DRUG INTERACTIONS: Several clinically important drug interactions between oral formulations of didanosine (with gastric acid neutralising capacity) and other drugs have been reported. Most interactions resulted in impaired absorption of the coadministered agent (for example, itraconazole, ketoconazole and dapsone) and occurred as a result of the increase in gastric pH produced by oral didanosine. In addition, tetracycline and ciprofloxacin have impaired absorption when coadministered with the didanosine tablet formulation because of insoluble chelate formation. Few studies have demonstrated any clinically significant effects of concomitant medication on the pharmacokinetics of didanosine. However, concomitant administration of didanosine and ganciclovir resulted in a significant increase in mean didanosine Cmax and area under the plasma concentration-time curve values. This interaction may be of clinical significance and requires further study.

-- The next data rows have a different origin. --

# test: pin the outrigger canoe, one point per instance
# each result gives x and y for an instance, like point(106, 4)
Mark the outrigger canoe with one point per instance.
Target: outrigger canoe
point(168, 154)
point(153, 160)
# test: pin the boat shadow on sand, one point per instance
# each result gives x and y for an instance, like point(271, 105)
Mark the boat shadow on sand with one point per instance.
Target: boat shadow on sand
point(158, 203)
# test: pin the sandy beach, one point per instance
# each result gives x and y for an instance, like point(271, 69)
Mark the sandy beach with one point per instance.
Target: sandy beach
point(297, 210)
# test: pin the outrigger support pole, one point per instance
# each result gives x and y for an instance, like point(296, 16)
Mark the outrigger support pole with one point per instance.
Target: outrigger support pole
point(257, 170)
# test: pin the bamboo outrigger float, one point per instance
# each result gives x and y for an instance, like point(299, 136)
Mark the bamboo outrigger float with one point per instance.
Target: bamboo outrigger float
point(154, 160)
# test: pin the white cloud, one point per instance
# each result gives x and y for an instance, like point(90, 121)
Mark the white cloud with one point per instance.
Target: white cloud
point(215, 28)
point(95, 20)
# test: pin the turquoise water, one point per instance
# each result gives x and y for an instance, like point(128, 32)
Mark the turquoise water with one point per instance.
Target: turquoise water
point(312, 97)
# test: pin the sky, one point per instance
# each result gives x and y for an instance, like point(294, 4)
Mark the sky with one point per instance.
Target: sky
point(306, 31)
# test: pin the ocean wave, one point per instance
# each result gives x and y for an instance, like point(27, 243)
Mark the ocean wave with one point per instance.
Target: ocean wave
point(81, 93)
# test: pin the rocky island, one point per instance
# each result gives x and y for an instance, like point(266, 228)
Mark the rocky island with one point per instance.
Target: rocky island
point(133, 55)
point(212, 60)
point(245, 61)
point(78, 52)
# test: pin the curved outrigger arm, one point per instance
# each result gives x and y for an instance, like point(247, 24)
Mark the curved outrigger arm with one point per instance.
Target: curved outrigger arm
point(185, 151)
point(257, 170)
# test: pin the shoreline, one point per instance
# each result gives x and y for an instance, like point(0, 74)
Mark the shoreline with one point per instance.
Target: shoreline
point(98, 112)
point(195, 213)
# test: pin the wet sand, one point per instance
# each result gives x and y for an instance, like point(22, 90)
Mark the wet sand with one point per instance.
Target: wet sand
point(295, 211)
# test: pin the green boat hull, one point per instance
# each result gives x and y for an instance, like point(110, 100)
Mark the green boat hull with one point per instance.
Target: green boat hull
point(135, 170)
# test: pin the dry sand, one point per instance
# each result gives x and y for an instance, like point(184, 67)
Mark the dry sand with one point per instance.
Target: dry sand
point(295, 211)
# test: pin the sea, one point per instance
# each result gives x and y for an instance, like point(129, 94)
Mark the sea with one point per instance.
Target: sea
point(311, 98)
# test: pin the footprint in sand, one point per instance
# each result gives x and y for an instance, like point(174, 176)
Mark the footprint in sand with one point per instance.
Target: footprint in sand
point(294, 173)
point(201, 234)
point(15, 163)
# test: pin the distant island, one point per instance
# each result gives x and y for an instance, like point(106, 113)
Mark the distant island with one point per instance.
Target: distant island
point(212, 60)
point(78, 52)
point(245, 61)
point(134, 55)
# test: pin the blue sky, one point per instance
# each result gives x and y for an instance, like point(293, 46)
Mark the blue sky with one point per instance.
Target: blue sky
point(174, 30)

DOSAGE AND ADMINISTRATION: The dosage of didanosine in adults is determined by the body weight of the patient. Dosage also varies according to the didanosine formulation used, as bioavailability of the drug from the tablet is greater than from the citrate/phosphate buffer solution. For adults of ≥60kg bodyweight, recommended dosages of didanosine are 200mg (tablet) or 250mg (citrate/phosphate buffer solution) twice daily. For adults of ≤60kg bodyweight, dosages are 125mg (tablet) or 167mg (citrate/phosphate buffer solution) twice daily. Didanosine is also available in a paediatric powder formulation, which should be administered with an antacid. The recommended maintenance dosage of didanosine in children is 120mg/m(2) administered twice daily at 12-hour intervals. The dosage of didanosine should be reduced in patients with renal impairment [creatinine clearance 3.6 L/h (≤60 ml/min)], although data are insufficient at present to recommend specific dosages in this patient group. It is recommended that didanosine is administered on an empty stomach 30 minutes before a meal.